Another matter that fascinated Father Grassi was the national government’s plan to distribute land broadly to “industrious settlers.” Land was priced cheaply and was readily obtainable by those who would clear the forests, sell the timber, plant crops and pay off loans for purchasing self-supporting acreage. As he explained, “This is one of the principal reasons why the U.S. population grows at such an excessive rate.”

Surveying the people of the nation, Father Grassi recognized “a republican deportment,” which appeared as a spirit of independence, drive and a strong resistance to be subject to another. Even more notable, he observed, was the “avidity for profit” among Americans; it existed on a par with their industriousness. New Englanders were the most money-conscious, he wrote, and were “regarded as the most cunning and clever, capable of ingenious deceptions.”

Father Grassi also lamented the prevalence of duels, the large number of sects, the “Negroes kept in slavery” and the prevalence of unrestrained freedoms. He found it highly ironic that Americans exuberantly praised liberty but at the same time bought and sold human beings. Adding to this anomaly, the very school he led was holding women and men in bondage, a fact now widely known. Georgetown University and the Jesuits today are seeking avenues to make reparations for their slaveholding. Father Grassi, however, appeared little bothered by this situation.

Freedom of religion startled Father Grassi and elicited numerous observations. While the government did not involve itself in religious affairs, the Constitution also protected every religion and creed. Government impartiality extended so far as to protect even Catholics, so long despised in England. He cited a case in New York in 1813 in which defense lawyers argued that to force a priest to violate the seal of confession was to deny him the free exercise of his religion. While noting that many ministers preached anti-Catholic prejudice, Father Grassi praised the restraint shown by better-educated Protestants. What appalled this Jesuit, however, was the way sects divided and multiplied “every day” so that there existed “a chaos of every type of heresy.” He included a compendium of generalizations about 10 principal churches, from Congregationalists and Anglicans to Quakers, Dunkers (Church of the Brethren) and Unitarians.

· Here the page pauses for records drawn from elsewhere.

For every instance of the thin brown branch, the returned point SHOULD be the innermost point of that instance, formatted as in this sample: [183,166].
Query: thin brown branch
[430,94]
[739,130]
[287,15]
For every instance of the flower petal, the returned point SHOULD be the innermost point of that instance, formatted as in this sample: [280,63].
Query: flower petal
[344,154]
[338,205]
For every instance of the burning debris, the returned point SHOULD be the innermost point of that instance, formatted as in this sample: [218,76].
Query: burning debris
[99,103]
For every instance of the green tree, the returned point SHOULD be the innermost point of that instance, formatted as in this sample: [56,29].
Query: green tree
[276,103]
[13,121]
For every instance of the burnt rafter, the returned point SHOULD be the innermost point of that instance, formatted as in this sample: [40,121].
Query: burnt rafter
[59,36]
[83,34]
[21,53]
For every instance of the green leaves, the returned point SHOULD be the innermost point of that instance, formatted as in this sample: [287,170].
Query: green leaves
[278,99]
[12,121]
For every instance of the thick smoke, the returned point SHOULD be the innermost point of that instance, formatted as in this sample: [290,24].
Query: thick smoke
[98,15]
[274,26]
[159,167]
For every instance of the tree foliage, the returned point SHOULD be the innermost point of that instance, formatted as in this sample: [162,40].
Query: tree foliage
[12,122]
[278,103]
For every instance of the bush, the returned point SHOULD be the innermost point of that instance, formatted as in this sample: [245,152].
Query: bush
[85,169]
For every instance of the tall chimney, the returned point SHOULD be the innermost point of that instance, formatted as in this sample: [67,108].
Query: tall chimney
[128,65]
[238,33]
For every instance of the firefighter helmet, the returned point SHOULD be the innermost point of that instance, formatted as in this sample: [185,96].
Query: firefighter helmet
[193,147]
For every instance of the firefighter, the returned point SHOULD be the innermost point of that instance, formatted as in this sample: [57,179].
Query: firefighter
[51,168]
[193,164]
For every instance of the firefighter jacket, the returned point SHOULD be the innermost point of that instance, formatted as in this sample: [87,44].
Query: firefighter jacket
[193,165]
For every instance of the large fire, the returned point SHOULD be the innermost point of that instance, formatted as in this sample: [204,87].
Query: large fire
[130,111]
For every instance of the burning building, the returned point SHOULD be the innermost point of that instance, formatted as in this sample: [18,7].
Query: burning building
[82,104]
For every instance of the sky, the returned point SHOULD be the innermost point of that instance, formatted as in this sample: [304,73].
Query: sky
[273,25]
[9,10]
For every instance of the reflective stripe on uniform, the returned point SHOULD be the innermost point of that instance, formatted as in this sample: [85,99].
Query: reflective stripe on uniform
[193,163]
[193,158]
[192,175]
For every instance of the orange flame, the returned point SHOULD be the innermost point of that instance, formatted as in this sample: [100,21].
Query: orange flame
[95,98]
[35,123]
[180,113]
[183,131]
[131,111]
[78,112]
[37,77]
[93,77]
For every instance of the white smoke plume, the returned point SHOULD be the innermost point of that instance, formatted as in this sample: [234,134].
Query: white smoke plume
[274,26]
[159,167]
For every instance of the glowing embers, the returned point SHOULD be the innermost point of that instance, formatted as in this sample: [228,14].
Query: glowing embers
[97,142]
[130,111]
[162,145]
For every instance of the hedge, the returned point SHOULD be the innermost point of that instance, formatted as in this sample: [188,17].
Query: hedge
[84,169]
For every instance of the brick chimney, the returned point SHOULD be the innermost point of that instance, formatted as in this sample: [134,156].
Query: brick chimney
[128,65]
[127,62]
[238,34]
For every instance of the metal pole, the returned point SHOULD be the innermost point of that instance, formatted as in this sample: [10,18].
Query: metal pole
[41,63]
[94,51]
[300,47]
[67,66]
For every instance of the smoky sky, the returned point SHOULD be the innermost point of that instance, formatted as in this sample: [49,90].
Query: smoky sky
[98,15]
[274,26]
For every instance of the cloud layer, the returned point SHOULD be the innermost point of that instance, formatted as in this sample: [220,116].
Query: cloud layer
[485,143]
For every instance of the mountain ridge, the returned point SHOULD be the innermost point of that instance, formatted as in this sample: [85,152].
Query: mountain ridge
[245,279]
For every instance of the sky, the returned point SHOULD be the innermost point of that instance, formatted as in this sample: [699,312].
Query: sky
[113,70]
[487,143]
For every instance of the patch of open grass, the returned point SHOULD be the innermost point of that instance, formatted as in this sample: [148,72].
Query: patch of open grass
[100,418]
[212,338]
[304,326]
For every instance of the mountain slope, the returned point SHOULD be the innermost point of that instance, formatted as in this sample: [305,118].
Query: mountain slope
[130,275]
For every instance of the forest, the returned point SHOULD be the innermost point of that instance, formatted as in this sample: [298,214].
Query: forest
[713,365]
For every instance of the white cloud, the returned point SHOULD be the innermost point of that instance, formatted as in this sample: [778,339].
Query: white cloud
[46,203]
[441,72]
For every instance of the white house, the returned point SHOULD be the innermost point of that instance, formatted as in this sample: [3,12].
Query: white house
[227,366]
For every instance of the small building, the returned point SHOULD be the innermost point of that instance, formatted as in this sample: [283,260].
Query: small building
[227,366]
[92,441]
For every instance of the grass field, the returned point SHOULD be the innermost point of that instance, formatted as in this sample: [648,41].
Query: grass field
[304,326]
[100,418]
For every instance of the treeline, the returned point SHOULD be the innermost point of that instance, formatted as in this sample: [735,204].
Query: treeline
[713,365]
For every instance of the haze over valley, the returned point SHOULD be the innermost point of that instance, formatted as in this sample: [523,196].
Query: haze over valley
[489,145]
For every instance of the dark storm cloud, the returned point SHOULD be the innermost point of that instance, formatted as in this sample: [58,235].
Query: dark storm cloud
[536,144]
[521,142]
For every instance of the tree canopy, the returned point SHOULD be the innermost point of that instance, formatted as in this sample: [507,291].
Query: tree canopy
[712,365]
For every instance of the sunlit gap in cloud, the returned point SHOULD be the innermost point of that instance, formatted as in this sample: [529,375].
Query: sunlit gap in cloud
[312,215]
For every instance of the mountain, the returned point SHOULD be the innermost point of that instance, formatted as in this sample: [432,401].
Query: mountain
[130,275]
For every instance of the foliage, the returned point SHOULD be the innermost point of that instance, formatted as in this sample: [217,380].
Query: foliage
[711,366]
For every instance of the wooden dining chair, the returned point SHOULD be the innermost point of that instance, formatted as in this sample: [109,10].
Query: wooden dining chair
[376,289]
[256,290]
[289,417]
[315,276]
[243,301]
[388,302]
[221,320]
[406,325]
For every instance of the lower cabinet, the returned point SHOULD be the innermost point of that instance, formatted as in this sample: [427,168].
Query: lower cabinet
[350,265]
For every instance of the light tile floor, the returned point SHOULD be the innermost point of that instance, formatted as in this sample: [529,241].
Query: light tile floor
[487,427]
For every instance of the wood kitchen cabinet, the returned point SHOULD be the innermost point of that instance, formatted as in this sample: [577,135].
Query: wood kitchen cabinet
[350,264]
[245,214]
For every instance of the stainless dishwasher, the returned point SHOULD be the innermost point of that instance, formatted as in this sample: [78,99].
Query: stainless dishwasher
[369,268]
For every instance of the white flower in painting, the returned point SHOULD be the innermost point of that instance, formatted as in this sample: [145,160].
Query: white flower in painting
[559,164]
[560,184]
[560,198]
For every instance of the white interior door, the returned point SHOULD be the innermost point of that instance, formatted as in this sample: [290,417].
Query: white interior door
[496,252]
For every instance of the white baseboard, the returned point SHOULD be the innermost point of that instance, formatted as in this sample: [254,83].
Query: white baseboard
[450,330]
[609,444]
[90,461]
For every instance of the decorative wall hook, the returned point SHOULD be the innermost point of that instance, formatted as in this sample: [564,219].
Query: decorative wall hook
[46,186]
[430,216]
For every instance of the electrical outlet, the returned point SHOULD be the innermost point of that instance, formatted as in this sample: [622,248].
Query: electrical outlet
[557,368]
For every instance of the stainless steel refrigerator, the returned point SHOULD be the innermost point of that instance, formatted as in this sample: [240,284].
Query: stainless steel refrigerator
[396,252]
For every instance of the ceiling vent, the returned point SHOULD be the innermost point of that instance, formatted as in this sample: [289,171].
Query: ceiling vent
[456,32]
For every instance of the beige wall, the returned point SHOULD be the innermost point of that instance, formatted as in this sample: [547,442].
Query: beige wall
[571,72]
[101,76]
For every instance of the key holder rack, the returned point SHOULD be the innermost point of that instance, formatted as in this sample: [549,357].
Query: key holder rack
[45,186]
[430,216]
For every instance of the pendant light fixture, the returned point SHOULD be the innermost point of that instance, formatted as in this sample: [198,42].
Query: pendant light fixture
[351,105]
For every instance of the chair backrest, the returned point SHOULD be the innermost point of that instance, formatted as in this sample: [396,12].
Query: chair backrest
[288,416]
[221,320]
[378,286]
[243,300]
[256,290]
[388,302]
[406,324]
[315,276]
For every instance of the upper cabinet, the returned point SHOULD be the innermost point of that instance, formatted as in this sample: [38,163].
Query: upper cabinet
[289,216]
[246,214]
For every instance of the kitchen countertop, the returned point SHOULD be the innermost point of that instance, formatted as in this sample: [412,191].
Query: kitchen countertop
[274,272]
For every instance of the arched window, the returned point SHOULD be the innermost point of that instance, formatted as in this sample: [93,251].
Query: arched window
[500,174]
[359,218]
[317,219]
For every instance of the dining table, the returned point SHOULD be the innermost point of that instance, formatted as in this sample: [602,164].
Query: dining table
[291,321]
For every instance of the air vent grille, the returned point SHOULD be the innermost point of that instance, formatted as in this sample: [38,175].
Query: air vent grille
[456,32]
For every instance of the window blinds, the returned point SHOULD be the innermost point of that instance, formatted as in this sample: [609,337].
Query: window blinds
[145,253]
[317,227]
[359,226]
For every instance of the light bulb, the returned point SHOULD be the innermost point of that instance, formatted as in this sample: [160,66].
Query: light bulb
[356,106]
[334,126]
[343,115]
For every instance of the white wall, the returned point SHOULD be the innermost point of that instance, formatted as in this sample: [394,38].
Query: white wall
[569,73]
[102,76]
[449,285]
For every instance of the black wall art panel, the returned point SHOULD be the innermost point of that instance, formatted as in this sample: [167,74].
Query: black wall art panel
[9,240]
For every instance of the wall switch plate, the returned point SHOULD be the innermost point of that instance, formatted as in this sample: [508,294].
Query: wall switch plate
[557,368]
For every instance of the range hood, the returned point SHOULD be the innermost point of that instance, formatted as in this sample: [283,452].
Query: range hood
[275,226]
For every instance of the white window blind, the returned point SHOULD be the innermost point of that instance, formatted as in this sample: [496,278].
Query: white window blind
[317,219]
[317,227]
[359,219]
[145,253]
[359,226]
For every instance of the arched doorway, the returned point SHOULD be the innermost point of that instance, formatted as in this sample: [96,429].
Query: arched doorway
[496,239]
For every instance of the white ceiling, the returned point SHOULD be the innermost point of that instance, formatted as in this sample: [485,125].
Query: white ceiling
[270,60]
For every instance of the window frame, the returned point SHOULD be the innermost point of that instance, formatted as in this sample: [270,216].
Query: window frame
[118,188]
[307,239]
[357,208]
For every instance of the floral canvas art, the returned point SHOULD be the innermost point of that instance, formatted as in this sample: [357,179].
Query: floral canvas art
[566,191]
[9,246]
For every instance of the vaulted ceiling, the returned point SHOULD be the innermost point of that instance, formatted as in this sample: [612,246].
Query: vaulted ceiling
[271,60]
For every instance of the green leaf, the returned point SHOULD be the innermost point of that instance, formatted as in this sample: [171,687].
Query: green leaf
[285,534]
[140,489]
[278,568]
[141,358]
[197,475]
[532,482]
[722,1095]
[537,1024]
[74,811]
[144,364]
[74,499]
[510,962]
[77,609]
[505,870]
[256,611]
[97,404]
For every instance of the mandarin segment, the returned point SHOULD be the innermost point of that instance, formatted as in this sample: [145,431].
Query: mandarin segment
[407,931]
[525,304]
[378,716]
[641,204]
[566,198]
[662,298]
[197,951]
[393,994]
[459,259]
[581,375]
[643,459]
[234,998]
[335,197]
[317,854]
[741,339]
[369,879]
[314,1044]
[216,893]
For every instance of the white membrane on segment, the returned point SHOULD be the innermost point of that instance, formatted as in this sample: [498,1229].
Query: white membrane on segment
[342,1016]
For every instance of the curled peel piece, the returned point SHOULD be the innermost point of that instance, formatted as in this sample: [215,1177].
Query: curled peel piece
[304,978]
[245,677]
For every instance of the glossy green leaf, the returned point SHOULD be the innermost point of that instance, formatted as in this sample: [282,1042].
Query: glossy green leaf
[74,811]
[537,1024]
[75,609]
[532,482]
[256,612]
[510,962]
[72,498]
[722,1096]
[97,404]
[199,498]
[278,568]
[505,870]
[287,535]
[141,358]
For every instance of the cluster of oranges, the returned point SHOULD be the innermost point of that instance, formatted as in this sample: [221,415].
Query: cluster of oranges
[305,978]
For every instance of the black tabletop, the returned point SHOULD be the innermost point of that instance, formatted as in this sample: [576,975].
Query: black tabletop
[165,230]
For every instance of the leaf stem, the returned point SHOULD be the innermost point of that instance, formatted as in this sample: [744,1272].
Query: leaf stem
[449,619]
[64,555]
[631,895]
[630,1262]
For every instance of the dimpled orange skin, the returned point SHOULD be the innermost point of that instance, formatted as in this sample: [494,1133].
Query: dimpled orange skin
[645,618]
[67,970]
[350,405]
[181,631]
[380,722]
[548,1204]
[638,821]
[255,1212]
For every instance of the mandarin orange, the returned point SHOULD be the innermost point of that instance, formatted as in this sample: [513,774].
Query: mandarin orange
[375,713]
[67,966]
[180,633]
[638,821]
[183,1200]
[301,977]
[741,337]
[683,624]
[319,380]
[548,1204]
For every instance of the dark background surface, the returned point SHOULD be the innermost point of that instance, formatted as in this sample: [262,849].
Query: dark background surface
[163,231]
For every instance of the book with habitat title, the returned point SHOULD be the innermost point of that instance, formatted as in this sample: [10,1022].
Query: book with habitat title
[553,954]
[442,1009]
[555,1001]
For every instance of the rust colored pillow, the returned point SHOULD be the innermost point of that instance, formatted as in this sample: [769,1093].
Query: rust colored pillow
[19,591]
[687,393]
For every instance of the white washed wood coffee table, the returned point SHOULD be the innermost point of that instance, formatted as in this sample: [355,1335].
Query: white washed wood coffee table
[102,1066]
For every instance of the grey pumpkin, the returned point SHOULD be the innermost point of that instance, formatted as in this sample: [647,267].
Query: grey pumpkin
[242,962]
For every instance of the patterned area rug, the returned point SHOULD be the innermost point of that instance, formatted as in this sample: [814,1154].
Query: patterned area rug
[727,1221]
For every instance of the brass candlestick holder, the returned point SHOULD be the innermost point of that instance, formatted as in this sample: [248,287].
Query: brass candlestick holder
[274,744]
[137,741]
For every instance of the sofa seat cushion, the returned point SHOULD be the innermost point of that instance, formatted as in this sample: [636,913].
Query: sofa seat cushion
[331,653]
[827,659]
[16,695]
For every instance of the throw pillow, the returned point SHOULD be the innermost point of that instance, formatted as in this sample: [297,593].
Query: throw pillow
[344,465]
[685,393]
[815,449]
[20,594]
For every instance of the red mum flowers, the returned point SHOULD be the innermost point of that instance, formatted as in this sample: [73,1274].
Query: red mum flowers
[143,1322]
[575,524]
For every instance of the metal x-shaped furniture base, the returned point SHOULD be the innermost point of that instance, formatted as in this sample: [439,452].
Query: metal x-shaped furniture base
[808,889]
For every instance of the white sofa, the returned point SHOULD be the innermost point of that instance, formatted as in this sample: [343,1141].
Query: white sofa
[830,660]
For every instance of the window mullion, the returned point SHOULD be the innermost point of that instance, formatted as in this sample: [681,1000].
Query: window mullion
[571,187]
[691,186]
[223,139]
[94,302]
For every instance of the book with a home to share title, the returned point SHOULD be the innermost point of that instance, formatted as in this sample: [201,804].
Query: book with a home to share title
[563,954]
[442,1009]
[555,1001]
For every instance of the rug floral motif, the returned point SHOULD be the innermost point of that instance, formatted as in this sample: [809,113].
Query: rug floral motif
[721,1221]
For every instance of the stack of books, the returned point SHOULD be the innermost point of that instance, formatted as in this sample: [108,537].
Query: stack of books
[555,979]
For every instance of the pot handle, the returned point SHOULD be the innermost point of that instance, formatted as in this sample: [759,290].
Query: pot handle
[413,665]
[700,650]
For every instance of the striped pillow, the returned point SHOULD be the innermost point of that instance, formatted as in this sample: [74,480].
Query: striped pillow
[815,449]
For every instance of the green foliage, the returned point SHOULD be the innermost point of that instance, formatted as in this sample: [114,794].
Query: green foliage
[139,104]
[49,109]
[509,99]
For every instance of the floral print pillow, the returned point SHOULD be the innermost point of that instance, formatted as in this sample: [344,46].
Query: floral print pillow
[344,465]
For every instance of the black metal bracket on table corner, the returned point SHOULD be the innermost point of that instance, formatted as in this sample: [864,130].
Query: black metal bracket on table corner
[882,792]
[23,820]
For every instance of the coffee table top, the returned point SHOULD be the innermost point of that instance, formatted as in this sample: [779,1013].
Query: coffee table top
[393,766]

Father Grassi marveled at the phenomenon of circuit-riding priests traversing great distances to minister to scattered parishioners.

Father Grassi completed his volume with a review of the situation of the Roman Catholic Church in the United States. His role as superior of all Jesuits in the country brought him into contact with priests, women religious and bishops, particularly Archbishop John Carroll of Baltimore. He marveled at the phenomenon of circuit-riding priests traversing great distances to minister to scattered parishioners. Such incessant travel, along with the scarcity of clergy, however, left many priests lonely. Father Grassi counseled that these clerics could best dispel stereotypes of Catholics and anti-papist bigotry through explanations that were delivered “in a gentlemanly manner, with patient and kind hearted charity.” American Protestants, he commented, proved more receptive of Catholic dogma when they received explanations in such a manner.

Roberto Severino, professor emeritus of Italian at Georgetown University, translated and edited the volume. His introduction and Robert Emmett Curran’s foreword provide valuable context about Father Grassi, including information about the priest’s later life in the Papal States.

This gem of a book warrants a wide readership for its insights into the role of Catholicism in the early republic. Father Grassi’s excitement of discovery permeates the volume. Most significant is this kind Jesuit’s recommendation that Catholic beliefs be explained with a gentle charity, as that was the more effective means to dispel rancor and win an audience. In our own day, his advice points toward a better way to achieving civic and social harmony instead of the polemics of the renewed culture wars.